I'm rather proud of myself for making it through that, being so organized, and stepping up to the plate to be the one in charge, the one forming the plan. Because it was really scary, and there wasn't really anyone to help. A few calls home now and then provided emotional support, and the hotel staff were simply amazing. Aside from not getting to see Berlin, or spend more time in Paris, and missing Amsterdam entirely (while we were there for 3 days, all of this time was spent in the hotel. I don't even know what the city looks like by day!) the trip was amazing.

I'm so happy that we gave ourselves a chance to do something like that, and that we have these amazing memories. We've been back for a few weeks, are more broke than we've ever been, job hunting, and looking forward to Christmas. We're not giving eachother gifts this year, simply because we can't afford to. Instead, we're focusing on our immediate families, and have gotten them all something truly meaningful and delightful.

So I've not yet taken over the world with my uhmayzing photography and crafting skillz just yet, but I have a few solid ideas and plans in place. We've been living off of macaroni and cheese, 'splurged' on a bottle of coke the other day, and are occasionally tense. I'm going to need to get an intermediary job before I can really persue photography, simply because I need money for gear, and want to take a few classes to round out my skills and knowledge base.

I'm resolving to write more often, as I find it both enjoyable, and therapeutic. When I was younger, I loved to write, and throughout grade school and middle school, was well known for my short stories. So I guess my claim to fame is that kids in my classes grades 3 through 9 loved my short stories, and were always asking the teacher to let me read them. My favourite writing exercise was something conceived by Mrs. Carston, who taught me in grades 5 and 7. She would give the class a black and white colouring page, and ask us to write short stories centering around the characters in the picture.

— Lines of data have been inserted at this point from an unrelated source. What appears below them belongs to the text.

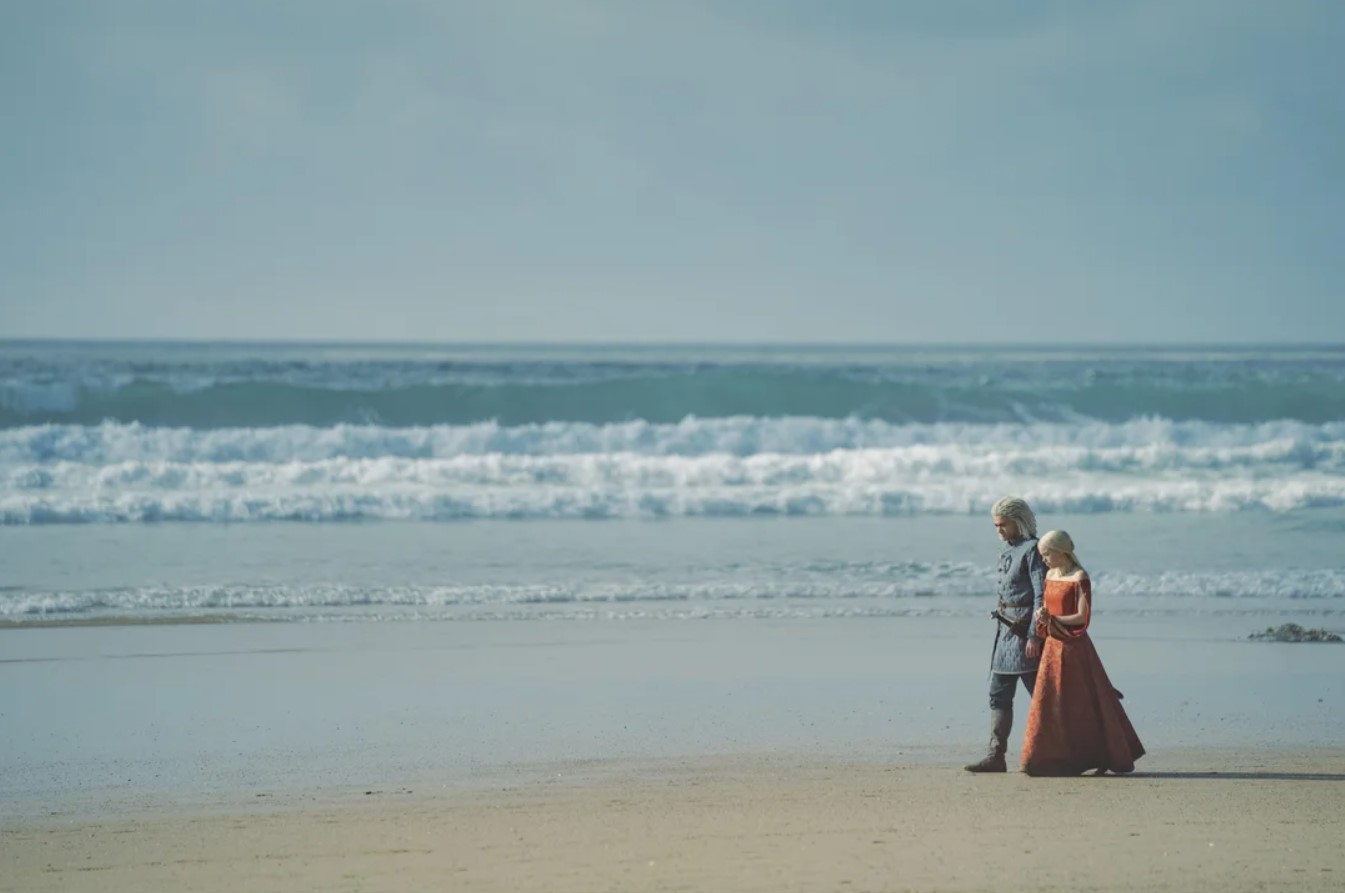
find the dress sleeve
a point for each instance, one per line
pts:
(1037, 573)
(1086, 592)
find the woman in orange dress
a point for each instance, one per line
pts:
(1076, 722)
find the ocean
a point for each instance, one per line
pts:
(357, 483)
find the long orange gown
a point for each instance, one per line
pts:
(1076, 722)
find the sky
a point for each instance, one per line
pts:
(876, 171)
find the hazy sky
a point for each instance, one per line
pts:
(673, 170)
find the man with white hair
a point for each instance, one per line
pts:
(1017, 651)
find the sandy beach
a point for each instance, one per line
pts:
(705, 756)
(1260, 822)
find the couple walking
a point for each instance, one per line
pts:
(1075, 722)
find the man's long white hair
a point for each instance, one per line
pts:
(1018, 513)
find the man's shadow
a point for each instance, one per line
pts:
(1240, 776)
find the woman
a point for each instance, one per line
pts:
(1076, 721)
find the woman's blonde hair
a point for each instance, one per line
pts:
(1018, 513)
(1061, 542)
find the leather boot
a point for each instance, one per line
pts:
(1001, 721)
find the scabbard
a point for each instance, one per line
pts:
(1016, 627)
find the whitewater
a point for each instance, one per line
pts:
(145, 483)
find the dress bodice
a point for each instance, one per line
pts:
(1061, 599)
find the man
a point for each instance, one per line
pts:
(1017, 651)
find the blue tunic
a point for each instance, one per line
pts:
(1022, 578)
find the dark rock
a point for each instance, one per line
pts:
(1293, 632)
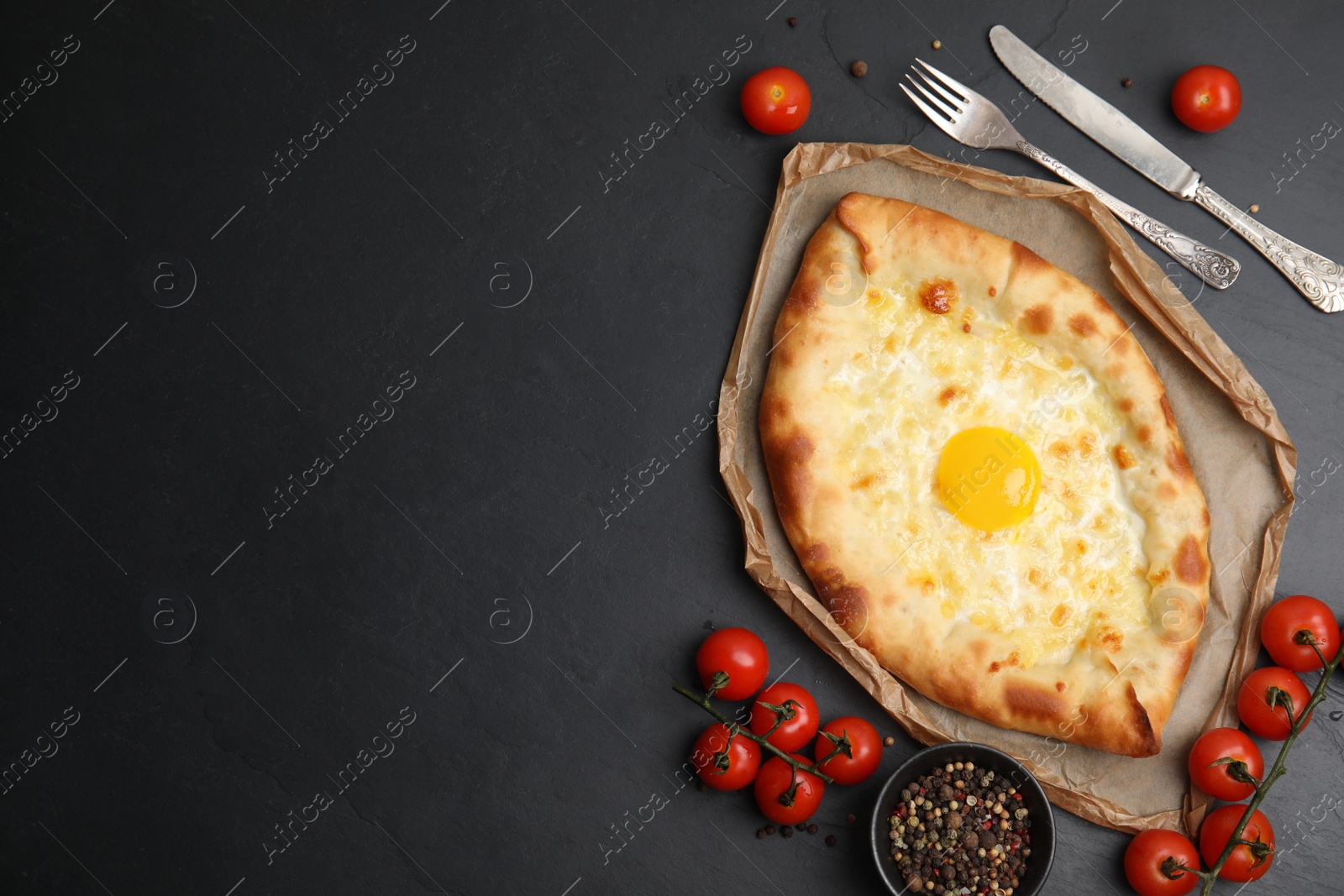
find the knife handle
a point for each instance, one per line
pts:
(1211, 266)
(1316, 277)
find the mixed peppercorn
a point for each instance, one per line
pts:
(960, 831)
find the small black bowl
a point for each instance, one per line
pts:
(1003, 766)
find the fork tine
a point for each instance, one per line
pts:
(934, 117)
(958, 102)
(948, 80)
(938, 103)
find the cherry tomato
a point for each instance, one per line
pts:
(1147, 856)
(859, 745)
(1253, 701)
(773, 782)
(776, 101)
(1215, 779)
(792, 734)
(1290, 616)
(741, 758)
(738, 653)
(1247, 862)
(1207, 98)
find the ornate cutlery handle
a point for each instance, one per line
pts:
(1316, 277)
(1211, 266)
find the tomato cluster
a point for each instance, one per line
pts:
(732, 664)
(1300, 634)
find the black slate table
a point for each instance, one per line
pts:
(327, 338)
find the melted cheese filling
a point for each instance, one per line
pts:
(1073, 574)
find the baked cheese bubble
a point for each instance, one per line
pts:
(1057, 575)
(988, 479)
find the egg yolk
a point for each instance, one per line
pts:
(988, 479)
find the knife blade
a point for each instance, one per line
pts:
(1093, 116)
(1316, 277)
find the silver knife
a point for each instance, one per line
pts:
(1316, 277)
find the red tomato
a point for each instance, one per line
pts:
(773, 785)
(776, 101)
(1152, 862)
(1247, 862)
(738, 653)
(792, 734)
(739, 758)
(1215, 779)
(1207, 98)
(1253, 701)
(1290, 617)
(859, 745)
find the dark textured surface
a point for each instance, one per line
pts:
(480, 512)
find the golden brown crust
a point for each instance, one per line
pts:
(1117, 688)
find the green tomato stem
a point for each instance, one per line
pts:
(1296, 726)
(703, 701)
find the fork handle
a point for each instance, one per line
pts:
(1211, 266)
(1316, 277)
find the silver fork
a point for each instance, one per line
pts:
(974, 121)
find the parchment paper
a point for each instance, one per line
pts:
(1242, 457)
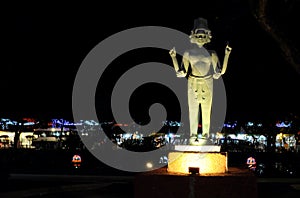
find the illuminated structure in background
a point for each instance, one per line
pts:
(204, 67)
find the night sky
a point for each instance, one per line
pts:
(43, 47)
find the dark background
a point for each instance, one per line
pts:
(44, 44)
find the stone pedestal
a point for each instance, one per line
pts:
(196, 172)
(235, 183)
(206, 159)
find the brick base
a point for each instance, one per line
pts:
(159, 183)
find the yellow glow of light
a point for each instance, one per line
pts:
(208, 163)
(149, 165)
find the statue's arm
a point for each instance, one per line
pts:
(179, 72)
(226, 57)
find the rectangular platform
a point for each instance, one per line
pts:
(197, 162)
(160, 183)
(202, 148)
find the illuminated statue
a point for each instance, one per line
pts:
(200, 66)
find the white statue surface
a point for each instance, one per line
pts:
(200, 67)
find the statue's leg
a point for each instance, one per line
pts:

I haven't written in years, and realize that any adult with an ounce of post-secondary education specializing in the area of writing will probably find my musings uneducated, boring, and simple, but that's ok. I'll tell myself that, anyways. If I get to the point where people are reading this, and they hate my musings, I'll try to tell myself that at least they don't feel indifferent. Because someone feeling indifferent about your work is worse than them hating it - at least, if they hate it, you've moved them to feel something. Which is almost a success all in itself, because isn't that the purpose of any art form? To make someone feel? Not that I think of this shitty ass blog here as 'art', that feels kind of presumptuous. But anyhooo....

There you have it, my recap in a nutshell. I'll elaborate on certain topics touched upon in this entry, at some point, and even hope to get some picture action going on, but for now, it's 2:39 am and I think I'm going to go eat more chocolate chip cookies. Because that's what unemployed people do at 2:39am on a Monday morning.